CN112418127A

CN112418127A - Video sequence coding and decoding method for video pedestrian re-identification

Info

Publication number: CN112418127A
Application number: CN202011378786.2A
Authority: CN
Inventors: 潘啸; 罗浩; 姜伟
Original assignee: Zhejiang University ZJU
Current assignee: Zhejiang University ZJU
Priority date: 2020-11-30
Filing date: 2020-11-30
Publication date: 2021-02-26
Anticipated expiration: 2040-11-30
Also published as: CN112418127B

Abstract

The invention discloses a video sequence coding and decoding method for video pedestrian re-identification, which comprises the steps of inputting label picture characteristics and video characteristics into a generator after being fused in a training stage, using a label picture as a reconstruction label, and constraining a key frame generated by the generator by image reconstruction loss; and then, sending the generated key frame into an image feature extraction module for video feature recovery, and constraining the recovered video features through feature reconstruction loss to enable the video features to be consistent with the original video features in performance. In the application stage, a K frame picture is selected by using an HSV-Top-K method to generate a key frame, and then the generated key frame is stored in equipment to reduce storage cost. When retrieval is needed, the image feature extraction module is used for recovering the video features of the generated key frames, and the recovered features retain the performance of the video features and are used for retrieval and matching of pedestrians.

Description

Video sequence coding and decoding method for video pedestrian re-identification

Technical Field

The invention belongs to the field of computer vision image retrieval, and particularly relates to a video sequence coding and decoding method for video pedestrian re-identification.

Background

Pedestrian re-identification aims at retrieving pedestrians appointed by a user from a series of monitoring videos crossing cameras; the method is widely applied to smart cities and security monitoring.
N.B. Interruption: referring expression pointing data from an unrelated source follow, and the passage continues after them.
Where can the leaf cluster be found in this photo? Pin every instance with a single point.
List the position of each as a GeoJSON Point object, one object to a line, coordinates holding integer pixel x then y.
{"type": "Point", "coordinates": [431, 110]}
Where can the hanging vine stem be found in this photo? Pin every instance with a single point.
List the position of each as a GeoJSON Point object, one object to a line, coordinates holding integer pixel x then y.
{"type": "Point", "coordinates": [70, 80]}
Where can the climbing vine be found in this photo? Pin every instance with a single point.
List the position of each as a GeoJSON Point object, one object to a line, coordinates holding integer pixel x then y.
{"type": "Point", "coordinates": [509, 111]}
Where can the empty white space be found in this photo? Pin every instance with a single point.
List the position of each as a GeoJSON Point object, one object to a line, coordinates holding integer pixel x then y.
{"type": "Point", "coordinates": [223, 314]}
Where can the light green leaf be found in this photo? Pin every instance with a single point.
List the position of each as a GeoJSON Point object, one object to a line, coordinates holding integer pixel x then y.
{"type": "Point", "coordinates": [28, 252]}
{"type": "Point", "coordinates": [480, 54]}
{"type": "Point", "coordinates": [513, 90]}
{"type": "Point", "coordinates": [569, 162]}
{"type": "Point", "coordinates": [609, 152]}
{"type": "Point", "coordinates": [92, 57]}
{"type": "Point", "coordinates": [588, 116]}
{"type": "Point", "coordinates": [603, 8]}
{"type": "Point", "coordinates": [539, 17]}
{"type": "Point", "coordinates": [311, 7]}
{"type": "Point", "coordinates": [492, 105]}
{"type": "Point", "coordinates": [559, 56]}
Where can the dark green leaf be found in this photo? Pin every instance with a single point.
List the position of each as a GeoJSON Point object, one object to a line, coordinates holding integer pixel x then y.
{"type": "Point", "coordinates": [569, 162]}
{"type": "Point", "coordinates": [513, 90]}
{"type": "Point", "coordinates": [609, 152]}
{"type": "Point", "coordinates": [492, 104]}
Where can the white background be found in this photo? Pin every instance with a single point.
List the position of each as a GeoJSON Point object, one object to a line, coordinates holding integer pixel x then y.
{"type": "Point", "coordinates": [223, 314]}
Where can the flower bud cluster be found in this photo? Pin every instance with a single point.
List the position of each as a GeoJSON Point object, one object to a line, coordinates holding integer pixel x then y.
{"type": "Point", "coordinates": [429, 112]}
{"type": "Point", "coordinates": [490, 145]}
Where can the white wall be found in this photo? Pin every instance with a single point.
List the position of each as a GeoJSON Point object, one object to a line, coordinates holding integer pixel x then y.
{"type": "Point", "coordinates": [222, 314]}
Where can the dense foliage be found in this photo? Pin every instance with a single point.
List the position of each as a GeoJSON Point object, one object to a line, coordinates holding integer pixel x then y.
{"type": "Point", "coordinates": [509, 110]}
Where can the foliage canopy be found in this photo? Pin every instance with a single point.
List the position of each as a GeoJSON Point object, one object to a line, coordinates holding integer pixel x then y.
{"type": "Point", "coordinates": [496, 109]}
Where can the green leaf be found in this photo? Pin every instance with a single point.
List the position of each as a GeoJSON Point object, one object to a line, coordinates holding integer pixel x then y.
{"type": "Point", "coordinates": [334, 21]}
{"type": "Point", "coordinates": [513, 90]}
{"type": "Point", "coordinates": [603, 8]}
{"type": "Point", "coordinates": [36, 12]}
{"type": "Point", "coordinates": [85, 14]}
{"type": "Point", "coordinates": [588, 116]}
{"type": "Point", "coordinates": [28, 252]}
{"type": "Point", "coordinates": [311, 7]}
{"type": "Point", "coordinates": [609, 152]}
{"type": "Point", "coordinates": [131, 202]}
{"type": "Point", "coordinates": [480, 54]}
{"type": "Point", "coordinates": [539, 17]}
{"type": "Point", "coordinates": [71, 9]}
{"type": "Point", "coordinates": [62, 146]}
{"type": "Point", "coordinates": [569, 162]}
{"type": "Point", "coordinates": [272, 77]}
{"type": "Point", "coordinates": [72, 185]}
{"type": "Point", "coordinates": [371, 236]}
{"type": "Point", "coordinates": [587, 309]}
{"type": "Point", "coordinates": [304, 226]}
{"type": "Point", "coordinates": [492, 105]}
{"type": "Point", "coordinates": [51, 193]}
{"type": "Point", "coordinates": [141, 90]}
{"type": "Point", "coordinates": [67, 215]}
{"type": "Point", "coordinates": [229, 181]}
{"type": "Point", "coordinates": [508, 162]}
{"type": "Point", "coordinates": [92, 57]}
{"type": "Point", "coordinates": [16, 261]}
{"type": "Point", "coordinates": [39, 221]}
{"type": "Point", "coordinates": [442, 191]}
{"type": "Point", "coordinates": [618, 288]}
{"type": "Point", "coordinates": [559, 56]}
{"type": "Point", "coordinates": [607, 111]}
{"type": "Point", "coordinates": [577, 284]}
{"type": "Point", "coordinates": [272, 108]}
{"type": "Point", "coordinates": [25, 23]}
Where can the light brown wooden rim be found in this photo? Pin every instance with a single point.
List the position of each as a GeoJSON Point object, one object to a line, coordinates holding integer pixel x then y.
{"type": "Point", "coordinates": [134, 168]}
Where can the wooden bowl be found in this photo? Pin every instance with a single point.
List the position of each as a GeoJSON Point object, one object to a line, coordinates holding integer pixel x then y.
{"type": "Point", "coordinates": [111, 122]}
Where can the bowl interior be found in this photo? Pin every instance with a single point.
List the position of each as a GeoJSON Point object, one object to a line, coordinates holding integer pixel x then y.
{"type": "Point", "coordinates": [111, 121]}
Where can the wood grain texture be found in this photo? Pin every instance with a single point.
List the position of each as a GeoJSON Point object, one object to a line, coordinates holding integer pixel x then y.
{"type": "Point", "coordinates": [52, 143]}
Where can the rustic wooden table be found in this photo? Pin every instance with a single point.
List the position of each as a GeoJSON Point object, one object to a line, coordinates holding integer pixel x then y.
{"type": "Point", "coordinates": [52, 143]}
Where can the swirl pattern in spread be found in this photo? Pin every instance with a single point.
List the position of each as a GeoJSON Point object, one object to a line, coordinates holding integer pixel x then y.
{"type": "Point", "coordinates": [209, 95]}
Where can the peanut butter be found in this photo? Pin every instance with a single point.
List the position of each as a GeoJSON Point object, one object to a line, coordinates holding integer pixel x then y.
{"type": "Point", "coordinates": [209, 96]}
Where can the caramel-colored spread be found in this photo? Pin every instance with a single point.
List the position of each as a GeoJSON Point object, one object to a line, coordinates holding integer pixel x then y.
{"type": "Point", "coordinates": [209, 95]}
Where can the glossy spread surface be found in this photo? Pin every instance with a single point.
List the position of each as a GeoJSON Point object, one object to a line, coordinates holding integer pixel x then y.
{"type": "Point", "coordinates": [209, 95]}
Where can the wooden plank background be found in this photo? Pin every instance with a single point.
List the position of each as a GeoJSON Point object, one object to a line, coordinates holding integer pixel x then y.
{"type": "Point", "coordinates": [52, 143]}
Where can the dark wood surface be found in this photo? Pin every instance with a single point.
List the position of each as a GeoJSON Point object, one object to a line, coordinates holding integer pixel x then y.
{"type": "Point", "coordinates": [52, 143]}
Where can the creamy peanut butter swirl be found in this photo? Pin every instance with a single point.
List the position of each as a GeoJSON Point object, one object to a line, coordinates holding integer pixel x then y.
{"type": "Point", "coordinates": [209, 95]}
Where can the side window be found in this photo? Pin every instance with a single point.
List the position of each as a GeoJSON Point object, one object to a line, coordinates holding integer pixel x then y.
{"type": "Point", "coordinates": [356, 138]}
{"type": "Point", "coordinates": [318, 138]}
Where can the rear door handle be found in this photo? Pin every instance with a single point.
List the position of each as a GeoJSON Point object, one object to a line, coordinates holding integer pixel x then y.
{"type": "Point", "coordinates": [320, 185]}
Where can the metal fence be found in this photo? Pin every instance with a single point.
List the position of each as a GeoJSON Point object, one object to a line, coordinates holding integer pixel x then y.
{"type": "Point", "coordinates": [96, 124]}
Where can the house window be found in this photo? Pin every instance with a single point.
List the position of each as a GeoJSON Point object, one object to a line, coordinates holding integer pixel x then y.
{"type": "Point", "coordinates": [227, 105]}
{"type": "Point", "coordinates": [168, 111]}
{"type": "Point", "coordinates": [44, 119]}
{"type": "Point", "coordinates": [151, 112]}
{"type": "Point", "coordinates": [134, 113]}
According to the number of different input pictures, the pedestrian re-identification can be divided into video pedestrian re-identification and image pedestrian re-identification. Compared with image pedestrian re-identification using a single-frame image as input, video pedestrian re-identification uses a video sequence as input and has higher robustness to environmental interference. However, the video pedestrian re-identification needs to store a large number of video sequences, which can cause huge storage overhead in practical application and increase the application cost of the video pedestrian re-identification. Meanwhile, in the application stage, the length of each video sequence is different, so that the method is not suitable for batch processing, and the calculation overhead is large.

Disclosure of Invention

The present invention is directed to a method for encoding and decoding a video sequence for pedestrian video re-identification.

The purpose of the invention is realized by the following technical scheme: a video sequence encoding and decoding method for video pedestrian re-identification, comprising the steps of:

(1) building a neural network:

(11) building a video feature extraction module:

(111) the step size of the last down-sampling of the first convolutional network is set to 1.

(112) And sequentially adding a time average pooling module, a first space average pooling module and a first batch of standardization modules behind the first convolution network.

(12) Building a generator: the generator comprises a plurality of layers of upsampling convolution layers and a convolution layer, the number of upsampling is the same as that of downsampling of the first convolution network, and the sizes of input and output characteristic graphs of the convolution layer are the same.

(13) Constructing an image feature extraction module:

(131) the step size of the last down-sampling of the second convolutional network is set to 1.

(132) And the second convolution network is sequentially connected with a second space average pooling module and a second batch of standardization modules.

(2) Taking K frames in the video sequence, taking one of the K frames as a label frame, and using the label frame for training the neural network built in the first step; the input of the video feature extraction module is K frames of a video sequence, the output of the time average pooling module is video features, and the video features are output after passing through the first space average pooling module and the first batch of standardization modules; the input of the generator is the video characteristics output by the time average pooling module and the output of the label frame in the first convolution network, and the output is a key frame; the input of the image feature extraction module is a key frame, and the output is the video feature in the key frame.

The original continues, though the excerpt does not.